The centre has agreed to meet representatives from 31 farmers unions who have been protesting against the controversial farm laws since early September. To be held on Friday, the meeting will be the first between the two sides since protests began and will be attended by Defence Minister Rajnath Singh, Railways Minister Piyush Goyal and Agriculture Minister Narendra Singh Tomar.
Invitations to the representatives have been sent. Punjab Chief Minister Amarinder Singh has welcomed the decision and urged farmers to lift their blockade of passenger trains in the state. Farmers will still protest, though, at locations away from the tracks and near highway toll plazas.
Vociferous agitations against the farm laws – which Prime Minister Narendra Modi has hailed as “historic”, but critics feel will do away with MSPs and affect small and marginal farmers – had seen tractor rallies, blocked highways and rail rokos at more than two dozen locations across the state.
The rail blockade has led to losses to the state economy worth Rs 22,000 crore, minister Sunder Sham Arora told news agency PTI. The Railways has suffered an estimated Rs 1,200 crore loss.
Last week the Chief Minister also wrote to JP Nadda, the President of the ruling BJP to warn against “critical shortage” of essential winter supplies for soldiers in Ladakh and Kashmir.
Following talks between the farmers and the state, protesters last week agreed to allow “regular” freight train movement at 21 locations across the state.

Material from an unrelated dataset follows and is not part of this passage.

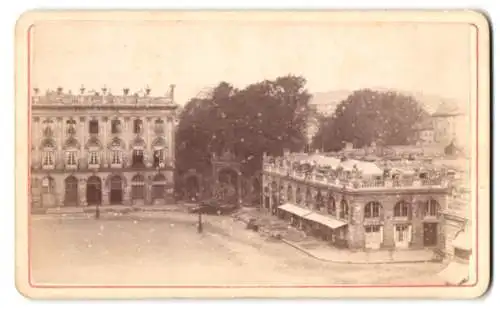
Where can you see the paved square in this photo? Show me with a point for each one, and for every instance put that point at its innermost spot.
(165, 249)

The Railways, pressed to restart service, declined to do so, saying it wanted to restart freight and passenger services simultaneously.
A brief spat ensued with the state government accused of “misguiding” the Railways.

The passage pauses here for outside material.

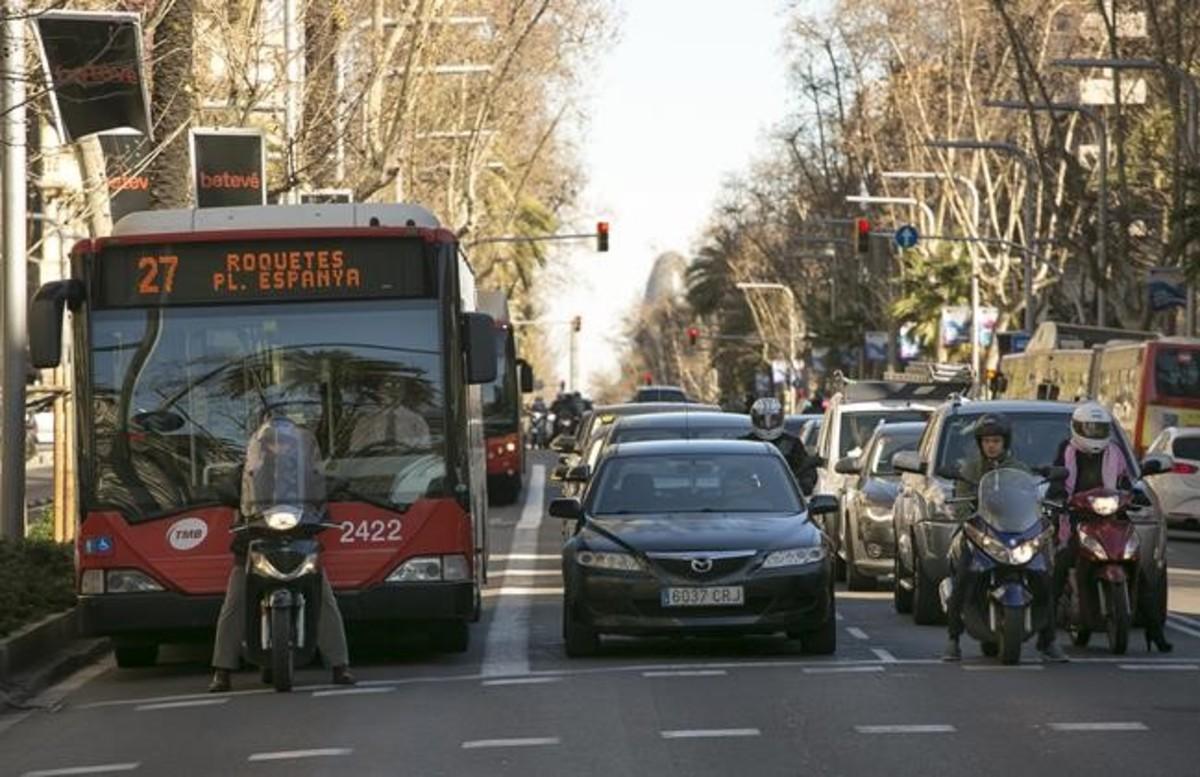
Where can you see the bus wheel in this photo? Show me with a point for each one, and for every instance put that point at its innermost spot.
(132, 656)
(451, 637)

Railway Board chairman VK Yadav said 100 per cent security clearance was needed from the Punjab government for all trains to resume operations.
The set of three farm laws – cleared by parliament after shocking chaotic scenes – have been met with protests across the country.

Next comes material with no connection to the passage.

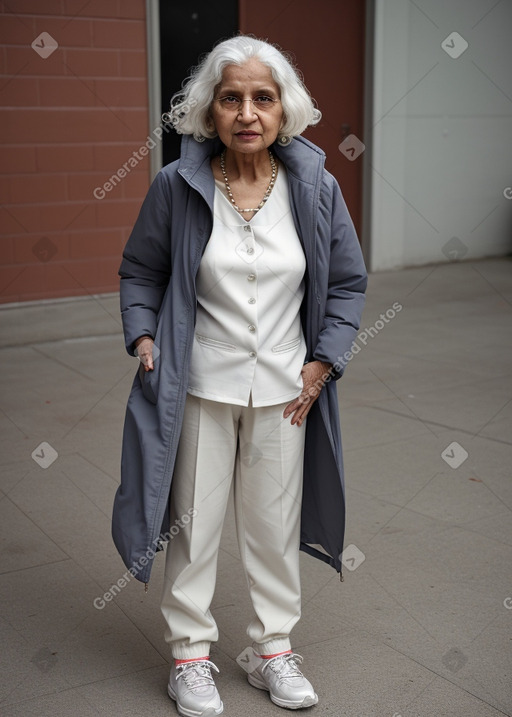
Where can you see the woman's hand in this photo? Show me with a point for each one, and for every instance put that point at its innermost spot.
(314, 375)
(144, 346)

Apart from fears it will remove MSPs (a source of credit in hard times like droughts and crop failure), critics say the laws leave small and marginal farmers at the mercy of corporates and private players.
The government says by removing barriers to inter- and intra-state trade of farm and agricultural produce, it is empowering farmers to sell their goods at markets and prices of their choice.
Last month Punjab became the first state to formally reject and counter the farm laws; the Assembly passed three bills – each of which is designed to counter one of the centre’s laws.
One allows authorities to impose fine and a jail term of not less than three years on any individual who buys, or sells, wheat or paddy below the government-mandated MSP.
Since then, Congress-ruled Rajasthan has passed similar bills.